Limitations/Constraints for Design Requirements







No flame
No water in solid or gas form (ice or steam)
If water is used, it must be room temperature (app. 22C)
No more than 1 linear meter of any type of material
No human-made containers or devices (such as hand warmers, insulated lunch boxes, thermoses, hot pots
flashlights, classroom radiators or air conditioners)
No pouring out and replacing it with hot or cold water from the tap!
The original water must stay in the can for the duration of the experiment
Procedure
Part 1: Designing the warming and cooling devices
1. Assemble all the "useful junk" materials, as well as tools (scissors, tape, glue) at a table.
2. Let students examine the materials, and then, working in teams of two students each, give pairs 20 minutes to
brainstorm, plan and construct their cooling and warming devices.
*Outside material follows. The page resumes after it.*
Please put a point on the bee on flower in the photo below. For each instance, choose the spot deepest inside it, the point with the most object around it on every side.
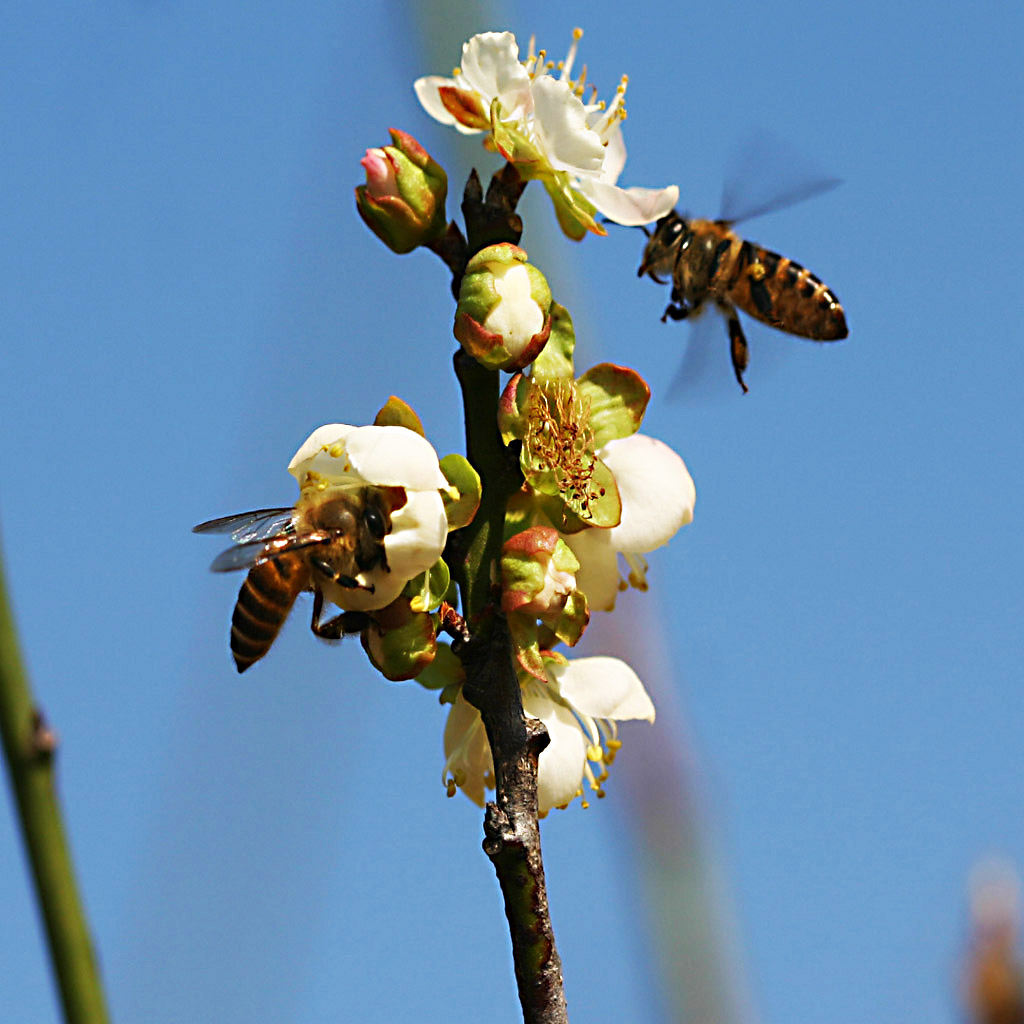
(366, 535)
(548, 128)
3. Allow students to use empty cans during the planning and construction phases, which they will need to be able to
remove and replace with filled cans for the testing phase.
Part 2: Keeping cans warm and letting them cool
1.
2.
3.
4.
Develop a data table to record temperatures
When all groups are ready to test their warming-cooling devices, issue the water-filled cans and thermometers.
Record the temperature of the water in the can every minute for 30 minutes.
Record the temperature in 2 control cans every minute for 30 minutes. These will have no modifications made to
them.
Part 3: Data analysis and results presentations
1. Calculate the total change in temperature.
2. Graph the Time (x-axis) vs. Water Temperature (y-axis) on a line graph.
3. Use three colors for the lines, one color for warming device, one color for cooling device, and the third color for
the control can.
4. Graph all three lines on one graph.
5. Each group will make a brief PowerPoint presentation to the class, in which team members present their graphs
and summarize the performances of their warming and cooling devices by calculating the temperature change of
each during the 30 minutes and comparing these to the temperature changes in the control cans.
6. As part of their presentations, team members should also show their warming and cooling devices or
arrangements
7. Explain how pairs either tried to take advantage of conduction, convection and radiation, or how they tried to
eliminate them.
Investigative Questions
These questions must be addressed in the PowerPoint presentation:
 Is this arrangement intended to help your can stay warm (or get cool) by conduction (or convection or radiation)?
How does it do that?
 What was the total water temperature changes?
 How does the temperature in your can compare to the temperature in the control cans? Does that mean that your
arrangement is working (to keep your can warm, or help your can get cooler)?